Segmentation fault when trying to reproduce on Stanford 3D Dataset
FengZicai opened this issue · 0 comments
FengZicai commented
I encountered this problem when trying to run
./scripts/train_stanford.sh 4 "default" "--stanford3d_path ./Stanford3D"
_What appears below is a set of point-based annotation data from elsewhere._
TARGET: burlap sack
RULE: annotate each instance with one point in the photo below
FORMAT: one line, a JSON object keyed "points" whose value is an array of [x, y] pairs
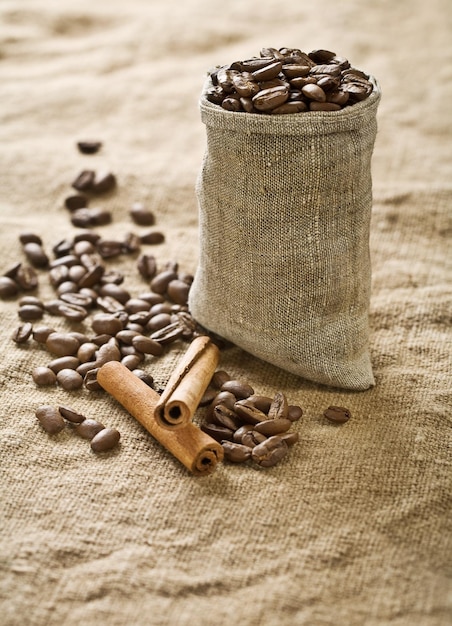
{"points": [[284, 270]]}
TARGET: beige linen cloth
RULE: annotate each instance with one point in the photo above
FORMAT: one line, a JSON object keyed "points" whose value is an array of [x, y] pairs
{"points": [[354, 526]]}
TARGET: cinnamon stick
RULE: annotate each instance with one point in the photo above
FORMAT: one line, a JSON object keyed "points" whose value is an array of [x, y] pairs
{"points": [[188, 383], [189, 444]]}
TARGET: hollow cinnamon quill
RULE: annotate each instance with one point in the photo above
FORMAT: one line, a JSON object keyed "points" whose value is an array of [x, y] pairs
{"points": [[189, 444], [187, 383]]}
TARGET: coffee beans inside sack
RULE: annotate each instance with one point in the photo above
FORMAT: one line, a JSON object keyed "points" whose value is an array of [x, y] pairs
{"points": [[285, 199]]}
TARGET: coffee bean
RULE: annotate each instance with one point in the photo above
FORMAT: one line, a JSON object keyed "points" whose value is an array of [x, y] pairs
{"points": [[84, 180], [50, 419], [337, 414], [35, 254], [269, 452], [69, 379], [147, 345], [43, 376], [88, 428], [62, 344], [105, 440], [71, 415], [30, 312], [89, 147], [76, 201], [235, 452], [240, 389], [152, 238], [40, 333], [8, 287], [63, 362], [274, 426], [141, 215]]}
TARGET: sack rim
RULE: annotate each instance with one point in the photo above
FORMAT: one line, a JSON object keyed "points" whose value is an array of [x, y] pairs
{"points": [[319, 121]]}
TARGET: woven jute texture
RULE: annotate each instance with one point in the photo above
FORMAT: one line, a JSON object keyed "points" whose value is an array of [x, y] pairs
{"points": [[285, 205], [354, 527]]}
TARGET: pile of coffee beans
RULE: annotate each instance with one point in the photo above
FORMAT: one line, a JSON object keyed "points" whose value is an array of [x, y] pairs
{"points": [[249, 426], [54, 419], [287, 80]]}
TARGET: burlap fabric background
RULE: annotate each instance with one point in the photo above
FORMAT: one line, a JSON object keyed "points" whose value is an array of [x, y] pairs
{"points": [[354, 527], [284, 269]]}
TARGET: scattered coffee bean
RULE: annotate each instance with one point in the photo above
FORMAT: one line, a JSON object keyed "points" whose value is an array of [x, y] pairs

When I set --num_workers to 0,it reports as follows:
./scripts/train_stanford.sh: line 34: 30654 Segmentation fault python3 -m main --dataset StanfordArea5Dataset --batch_size $BATCH_SIZE --scheduler PolyLR --model Res16UNet34 --conv1_kernel_size 5 --log_dir $LOG_DIR --lr 1e-1 --max_iter 60000 --data_aug_color_trans_ratio 0.05 --data_aug_color_jitter_std 0.005 $3 2>&1
30655 Done | tee -a "$LOG"
When I set --num_workers to 1,it reports as follows:
yq01-qianmo-com-127-2-22 12/29 14:21:28 ===> Start testing
ERROR: Unexpected segmentation fault encountered in worker.
Traceback (most recent call last):
File "/miniconda3/envs/py3-mink/lib/python3.7/site-packages/torch/utils/data/dataloader.py", line 990, in _try_get_data
data = self._data_queue.get(timeout=timeout)
File "/miniconda3/envs/py3-mink/lib/python3.7/multiprocessing/queues.py", line 113, in get
return _ForkingPickler.loads(res)
File "/miniconda3/envs/py3-mink/lib/python3.7/site-packages/torch/multiprocessing/reductions.py", line 289, in rebuild_storage_fd
fd = df.detach()
File "/miniconda3/envs/py3-mink/lib/python3.7/multiprocessing/resource_sharer.py", line 57, in detach
with _resource_sharer.get_connection(self._id) as conn:
File "/miniconda3/envs/py3-mink/lib/python3.7/multiprocessing/resource_sharer.py", line 87, in get_connection
c = Client(address, authkey=process.current_process().authkey)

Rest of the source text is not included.